Icebox Radio Theater

News, events and doings surrounding the Icebox Radio Theater of International Falls, Minnesota.

Sunday, June 22, 2008

Much cookin’ these days, and my desire to blog continues to grow even if my time to blog doesn’t. We’re rehearsing The CONvergence show currently, and after a slow start, I think it’s going well. I didn’t really take control of things to begin with, and in hindsight, that was a mistake. Once I got organized and thought through each rehearsal, things improved. I think actors resent lack of leadership. My fault, no one elses. I play things loose sometimes in hope someone else will take the lead, relieve some of the pressure on me. The more we do these shows, the more obvious it becomes that no one will be coming alongside to help build the theater with me. I’ve been doing this for four years, and several people have offered. But I don’t know how to delegate things (mostly due to the fact that I’m making most of it up as I go) and no one else is willing to dive in and get messy. And even with clear instructions, I don’t always trust people, especially in I-Falls. Our culture here is very enabling, very indulgent. People can fail to follow-through on promises without any real repercussions. That makes it tough to rely on others. Besides, don't you think that after four years, someone would have stepped forward by now?
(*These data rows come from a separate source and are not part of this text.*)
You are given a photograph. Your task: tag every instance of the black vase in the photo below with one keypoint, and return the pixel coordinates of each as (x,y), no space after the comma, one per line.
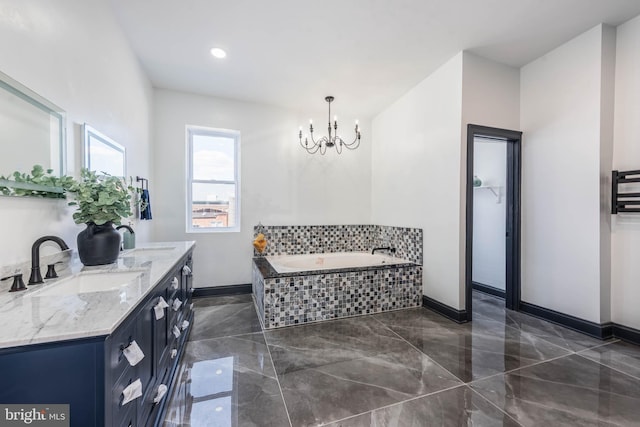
(98,244)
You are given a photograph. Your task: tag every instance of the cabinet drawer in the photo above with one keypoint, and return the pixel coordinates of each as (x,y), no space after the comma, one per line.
(148,409)
(119,341)
(128,418)
(118,410)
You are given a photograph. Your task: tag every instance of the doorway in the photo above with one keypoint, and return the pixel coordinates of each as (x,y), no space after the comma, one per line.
(504,189)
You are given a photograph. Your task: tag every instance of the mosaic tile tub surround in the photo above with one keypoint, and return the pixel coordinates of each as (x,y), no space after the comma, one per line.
(311,239)
(298,298)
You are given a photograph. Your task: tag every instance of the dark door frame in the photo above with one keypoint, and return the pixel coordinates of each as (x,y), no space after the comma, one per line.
(512,199)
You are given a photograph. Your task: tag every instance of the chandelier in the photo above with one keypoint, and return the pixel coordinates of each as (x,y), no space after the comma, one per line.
(333,140)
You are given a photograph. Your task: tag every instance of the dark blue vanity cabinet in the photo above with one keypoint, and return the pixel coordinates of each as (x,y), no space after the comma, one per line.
(90,374)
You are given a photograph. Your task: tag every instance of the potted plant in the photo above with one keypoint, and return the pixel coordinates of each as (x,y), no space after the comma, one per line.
(102,200)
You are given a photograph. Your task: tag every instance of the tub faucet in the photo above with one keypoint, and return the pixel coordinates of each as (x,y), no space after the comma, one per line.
(36,276)
(386,248)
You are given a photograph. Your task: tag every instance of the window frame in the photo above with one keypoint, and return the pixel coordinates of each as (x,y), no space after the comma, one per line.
(192,131)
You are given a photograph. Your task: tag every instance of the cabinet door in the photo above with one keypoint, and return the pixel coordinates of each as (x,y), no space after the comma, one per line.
(145,329)
(161,332)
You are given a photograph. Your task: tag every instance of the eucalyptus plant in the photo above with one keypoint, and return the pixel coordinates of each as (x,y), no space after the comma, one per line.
(36,184)
(101,198)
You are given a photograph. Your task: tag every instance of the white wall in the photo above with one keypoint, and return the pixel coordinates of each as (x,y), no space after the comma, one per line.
(73,54)
(416,174)
(489,213)
(280,183)
(561,95)
(625,239)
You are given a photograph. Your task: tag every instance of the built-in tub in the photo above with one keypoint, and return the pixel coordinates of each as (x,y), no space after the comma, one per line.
(298,289)
(331,261)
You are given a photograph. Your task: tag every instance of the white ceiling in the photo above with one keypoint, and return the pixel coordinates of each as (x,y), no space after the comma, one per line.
(367,53)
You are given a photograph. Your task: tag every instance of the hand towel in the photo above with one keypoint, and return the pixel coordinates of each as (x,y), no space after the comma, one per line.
(260,243)
(146,201)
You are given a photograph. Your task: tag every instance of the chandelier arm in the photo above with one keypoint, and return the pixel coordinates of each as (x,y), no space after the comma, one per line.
(314,149)
(305,144)
(355,144)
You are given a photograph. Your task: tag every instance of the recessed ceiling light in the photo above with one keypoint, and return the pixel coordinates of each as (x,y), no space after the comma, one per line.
(218,53)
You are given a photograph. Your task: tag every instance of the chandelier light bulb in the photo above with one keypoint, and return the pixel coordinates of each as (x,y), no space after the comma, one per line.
(218,53)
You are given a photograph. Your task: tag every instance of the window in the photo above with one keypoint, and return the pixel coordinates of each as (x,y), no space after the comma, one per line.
(213,186)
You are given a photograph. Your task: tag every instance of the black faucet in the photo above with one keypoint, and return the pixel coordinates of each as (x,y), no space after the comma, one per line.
(125,226)
(386,248)
(36,277)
Mostly, it’s my own shortcomings that vex me. I have a fear of success, or at least it seems that way. A little good stuff comes my way, and I slip into a foul mood. This should be one of the best months of my life professionally, and all I can see are problems. Writing this clears my head, however. I think the show will come together well. As to the future of the theater, that’s to God, I guess. I don’t think I can do better than that.

1 Comments:

  • At 2:59 PM, Blogger Oma G said…

    Jeff, I appreciated your comments. If I work with something and I see it needs leadership, I tend to step up to the plate and then I can't get it passed on. But when we moved from Olympia to Sedro Woolley, I obviously had to let go of a lot of things, including, for example the reading group I led and had tried to get more people to take leadership roles. I thought it would die when I left, but it has continued. As you say it has to be in God's hands whether it's a big, wonderful thing like Icebox Radio Theatre or just a reading group and all these things do have a life span. So it may pass on to other hands when you need to let go or it may be that it was a light in the community for a certain period of time. Enjoy that it's something you are called to do at this point in time and especially enjoy your time of success as you head off to Convergence. We are very excited for you and for your family and look forward to hearing all kinds of good stories. Bless you!